I still feel a little weird about poetry as something one shares, because it seems incredible to me that anyone else wants to experience the same poems that I do. I memorize a lot of verse, and I occasionally inflict it on people because it’s hard to stop once I get going, but if someone asks me to recite a poem, I say, incredulously, “Really?” Do you know what you’re getting into? Won’t you be bored? I’ve come to think of poetry as a mostly private experience. The poems I know are for saying aloud in the silence, walking by houses in a twilight neighborhood where all the doors are closed, or wading in Lake Superior when the sky is black and the stars are white and the seagulls are an eerie concert, just out of sight. This class I took was amazing because it introduced me to so many different kinds of poetry, to good poems being written today, and to people my age whom I respect  and whose company I adore and who get just as excited about poetry as I do. Our professor made us feel worthwhile for everything we produced, and then challenged us to do so much better, and so much more.

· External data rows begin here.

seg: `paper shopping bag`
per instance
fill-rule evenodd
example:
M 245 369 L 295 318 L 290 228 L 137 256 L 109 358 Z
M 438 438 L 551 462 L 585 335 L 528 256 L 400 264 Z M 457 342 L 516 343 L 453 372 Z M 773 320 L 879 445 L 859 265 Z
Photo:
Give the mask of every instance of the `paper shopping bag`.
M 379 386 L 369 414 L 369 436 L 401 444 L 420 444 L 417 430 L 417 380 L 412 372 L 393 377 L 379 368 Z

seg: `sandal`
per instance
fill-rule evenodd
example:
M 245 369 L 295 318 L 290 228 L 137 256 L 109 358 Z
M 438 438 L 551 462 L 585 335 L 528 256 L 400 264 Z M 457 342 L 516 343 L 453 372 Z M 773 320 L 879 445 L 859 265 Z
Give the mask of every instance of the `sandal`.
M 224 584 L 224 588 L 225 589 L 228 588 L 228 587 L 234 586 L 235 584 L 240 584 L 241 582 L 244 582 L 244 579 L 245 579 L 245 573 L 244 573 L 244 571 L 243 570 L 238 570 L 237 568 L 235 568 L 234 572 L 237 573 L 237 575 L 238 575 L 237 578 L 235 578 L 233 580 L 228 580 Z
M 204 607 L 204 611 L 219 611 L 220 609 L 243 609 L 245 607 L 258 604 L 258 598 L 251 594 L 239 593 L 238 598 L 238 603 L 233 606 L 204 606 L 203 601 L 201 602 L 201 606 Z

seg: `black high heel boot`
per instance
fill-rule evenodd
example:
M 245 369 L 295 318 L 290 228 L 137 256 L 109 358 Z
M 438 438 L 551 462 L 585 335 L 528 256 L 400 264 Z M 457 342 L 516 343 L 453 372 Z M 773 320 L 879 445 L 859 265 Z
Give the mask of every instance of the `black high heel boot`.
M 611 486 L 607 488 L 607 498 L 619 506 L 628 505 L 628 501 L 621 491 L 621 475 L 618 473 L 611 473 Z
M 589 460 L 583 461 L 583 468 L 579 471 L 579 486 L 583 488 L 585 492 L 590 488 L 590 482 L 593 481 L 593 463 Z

Oh, and Wanderlust? I am puttering through Chapter 10, which is now Chapter 11. This is disconcerting, because this chapter has been Chapter 10 for years. I’m sort of writing off the map now, because I’ve changed the ending. What I’m writing now I’ve never written before, so this is the part where I try to get something down there to replace the nothingness, knowing that I’m going to rewrite and rewrite before it’s ever good.